After returning from dinner, I walked by the laundry room and noticed that it was completely flooded. Not sure what to do, Brandon started sweeping out the water while I called the caretakers of the house. Within minutes, they were there grabbing the broom out of his hands and shooing us away. A little while later, they came back and informed us that the laundry machine now worked but the air conditioner was leaking from the ceiling. They would be back tomorrow to fix it. Cool.

In the middle of the night it started to rain. Due to the rain (which didn’t seem too strong) the power went out. With the power went the AC and throughout the remainder of the night the interior of the house heated up to the toasty 90 some degrees outside. Of course, WIFI also turned off with the power.

At some point the next morning, the power came back on and the laundry room had flooded again. We left for breakfast only to be flagged down on the gravel road leaving the house that there was a problem on the street ahead. Not sure what it was, we continued only to see a huge semi truck had sunk into the ground from the rain and was stuck on the road blocking the only exit to the main street. Awesome. Thanks to Brandon’s incredible driving skills, though, we were able to drive up the side of the road on a slight hill and narrowly pass the truck to get to the street.
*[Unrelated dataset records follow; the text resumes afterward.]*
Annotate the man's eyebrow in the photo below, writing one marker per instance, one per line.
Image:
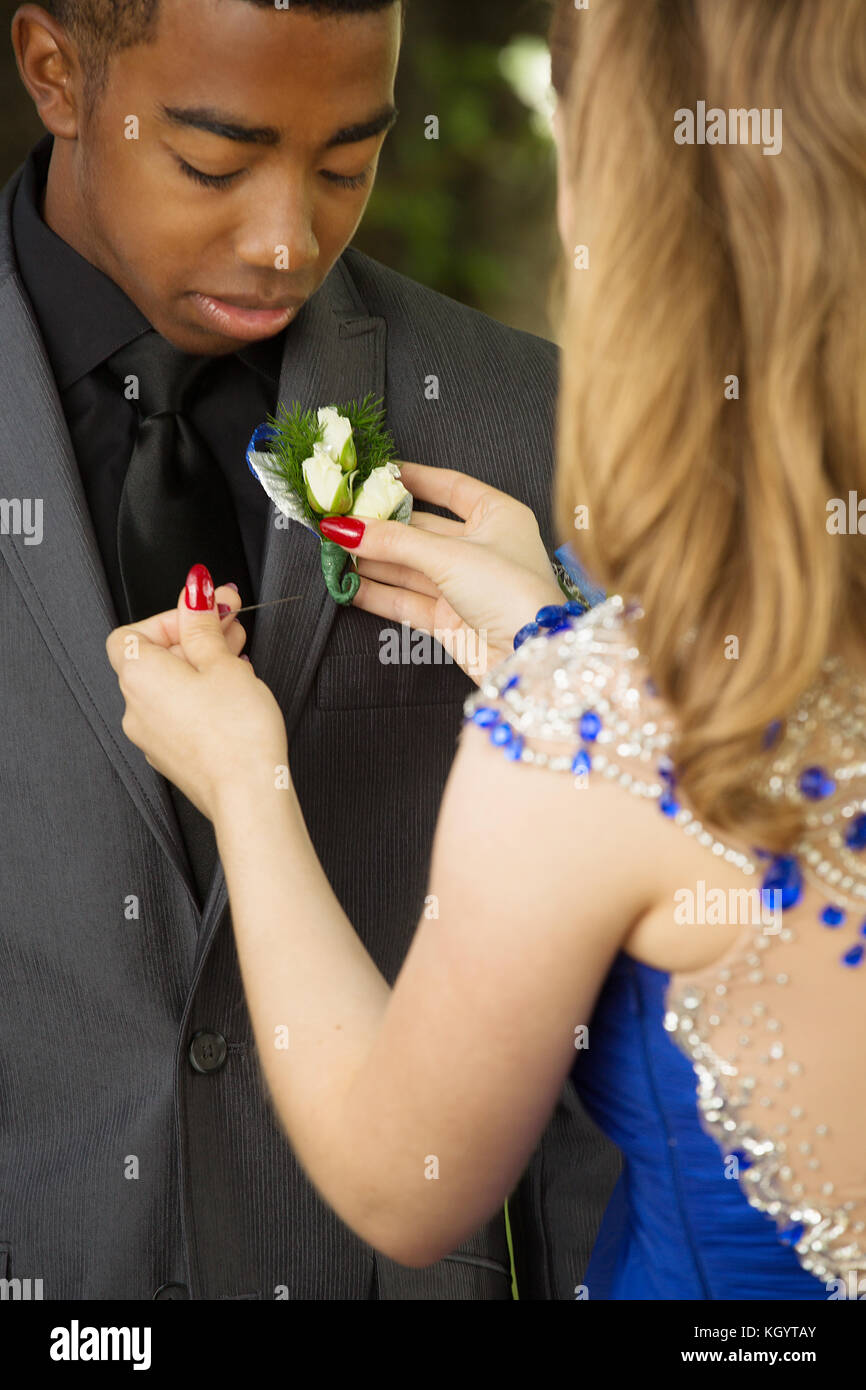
(218, 123)
(223, 124)
(355, 134)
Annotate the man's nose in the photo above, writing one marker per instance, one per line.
(278, 232)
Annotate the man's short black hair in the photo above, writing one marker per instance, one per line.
(102, 28)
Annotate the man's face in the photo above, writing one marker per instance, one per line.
(320, 92)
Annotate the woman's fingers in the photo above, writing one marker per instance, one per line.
(399, 577)
(163, 627)
(448, 488)
(396, 605)
(439, 526)
(405, 545)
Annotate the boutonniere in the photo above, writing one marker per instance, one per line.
(332, 462)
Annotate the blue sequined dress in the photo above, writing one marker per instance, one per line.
(734, 1093)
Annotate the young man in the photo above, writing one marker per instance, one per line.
(173, 263)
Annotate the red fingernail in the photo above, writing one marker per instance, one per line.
(346, 531)
(199, 590)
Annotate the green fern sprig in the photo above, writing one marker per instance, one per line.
(298, 431)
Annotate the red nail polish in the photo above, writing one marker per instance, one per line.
(199, 590)
(346, 531)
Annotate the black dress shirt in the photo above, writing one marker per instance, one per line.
(84, 319)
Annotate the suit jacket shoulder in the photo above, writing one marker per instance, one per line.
(437, 321)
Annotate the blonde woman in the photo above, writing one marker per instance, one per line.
(627, 773)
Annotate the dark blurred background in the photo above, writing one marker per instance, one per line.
(470, 214)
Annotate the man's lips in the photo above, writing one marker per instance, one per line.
(246, 317)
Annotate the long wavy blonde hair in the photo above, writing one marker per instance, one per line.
(708, 496)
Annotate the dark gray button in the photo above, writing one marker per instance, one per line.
(207, 1052)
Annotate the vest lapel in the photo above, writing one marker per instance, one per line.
(61, 578)
(334, 353)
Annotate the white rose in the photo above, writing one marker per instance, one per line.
(381, 495)
(338, 439)
(328, 487)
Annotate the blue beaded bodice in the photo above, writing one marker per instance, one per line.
(770, 1032)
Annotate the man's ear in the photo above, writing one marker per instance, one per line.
(50, 70)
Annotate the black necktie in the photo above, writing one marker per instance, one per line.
(175, 512)
(175, 509)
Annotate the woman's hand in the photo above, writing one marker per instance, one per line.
(471, 583)
(205, 722)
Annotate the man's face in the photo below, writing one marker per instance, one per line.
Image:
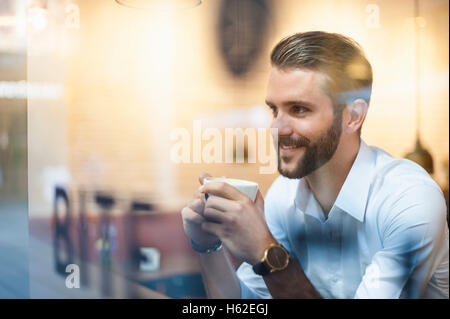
(308, 130)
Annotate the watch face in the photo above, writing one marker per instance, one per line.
(277, 257)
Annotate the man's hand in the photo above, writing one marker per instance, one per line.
(193, 218)
(236, 220)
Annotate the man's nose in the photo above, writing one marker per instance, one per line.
(283, 124)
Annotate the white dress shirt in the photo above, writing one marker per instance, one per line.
(386, 235)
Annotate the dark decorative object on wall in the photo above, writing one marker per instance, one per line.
(242, 29)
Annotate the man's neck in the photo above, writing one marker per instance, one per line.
(326, 182)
By narrowly pass the truck, I mean really narrowly pass.

IMG_4829

The conveniently stuck pick up truck that blocked the only exit into town

The truck would stay blocking the road for another day and the laundry room continued to flood frequently for the remainder of our stay. Looking back at all of the speed bumps of the first 24 hours in Mal Pais, though, we both realized how little of a deal they all were. In fact, as each ‘problem’ came up we laughed and wondered what would be thrown at us next. None of these were serious issues only minor inconveniences that we are less accustomed to in the States. It was a great lesson for both of us on how to go with the flow, problem solve and laugh at the little stuff.

Overall, the road trip was great. We explored places and did things that I likely wouldn’t have done on my own. Now, I’m back on my own and ready to take on the next several months solo!